Fresh made fettuccine pasta

Pasta comes from a box that you find at the supermarket, right?  Not true, before there were supermarkets, or markets of any kind pasta was made from scratch in the home.  You need only four ingredients and 99% of you have them in your home right now.  The process is fairly easy, but the rolling out part can be a bit tricky.  That is the part that caused my first attempt to be less than perfect.  the recipe that I used came from Kitchen Aid to be used with with the pasta roller attachment for their stand mixers.  The instructions were in terms of using that piece of equipment, I was using an old fashioned pasta rolling pin.

Fresh Pasta

I wasn’t sure exactly how thin to roll the pasta out and what I believed to be thin enough was too thick.  The pasta was a little thicker than I would have liked it to be, but it tasted great and I will certainly be making another attempt at it.

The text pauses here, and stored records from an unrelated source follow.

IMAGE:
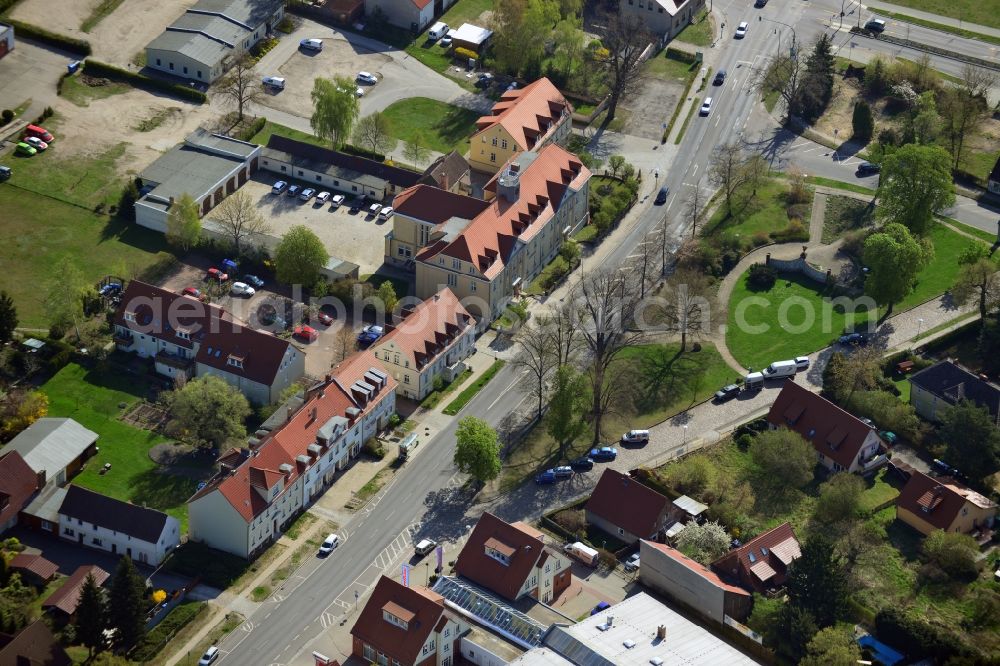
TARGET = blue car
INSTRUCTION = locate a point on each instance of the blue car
(604, 454)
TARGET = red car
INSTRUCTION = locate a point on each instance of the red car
(307, 333)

I added chopped parsley to the dough to add a bit of herb-y goodness as well some color.  Definitely worth it.  I am sure that the pasta would have tasted great without it, but it was just that much better.

As for the the preparation of the actual meal, this was me trying to come up with something on my own.  It started two Fridays ago when a coworker was talking about what to make for dinner.  Their spouse does not eat any meat on Friday during Lent, so they were looking for a meat-free dinner idea.

Off the top of my head, I said that he should saute some roasted red peppers and artichoke hearts in a butter/white wine sauce and serve it with fettuccine.  Between then and now I have had some time to think about it and mushrooms were added.  

Now that I have made it, I have learned a couple things:  the artichokes and roasted red peppers didn’t add much to the flavor and more mushrooms would have made it better.  We are thinking that next time we will use sun-dried tomatoes in place of the RRPs and the artichokes.  I think there will be a better depth of flavor from that.  Stay tuned for an update.

Homemade fettuccine pasta
  1. 3 1/2 cups all-purpose unbleached flour
  2. 3/4 teaspoon salt
  3. 4 large eggs, beaten
  4. 2 Tablespoons water
  5. 3 Tablespoons chopped fresh parsley
  1. Place eggs, water, flour, parsley and salt in mixer bowl. Attached bowl and flat beater. Turn to speed 2 and mix for 30 to 60 seconds. Add more water if the dough is too dry, in 1/2 Tablespoon increments.
  2. Change out the flat beater for the dough hook. Turn to speed 2 and knead for 2 minutes. Remove the dough and knead by hand for 2 minutes. Let it rest for 20 to 30 minutes.
  3. Cut dough into four pieces to be rolled out. In my case, I cut it into two, wrapped one really well and froze it for use at another time. My research shows that it should stay good for about 2 months. We are planning on making homemade ravioli out of it this weekend. Take the two or four pieces and roll them out until paper thin. It will get thicker as you cook it. Use a sharp knife and cut into thin strips. Once cut, twist a few pieces together into a nest shape.
  4. Once all is cut into strips, place into well salted boiling water and cook for 3-5 minutes. Pasta will float when it is done. Remove from boiling water and serve promptly with your favorite sauce.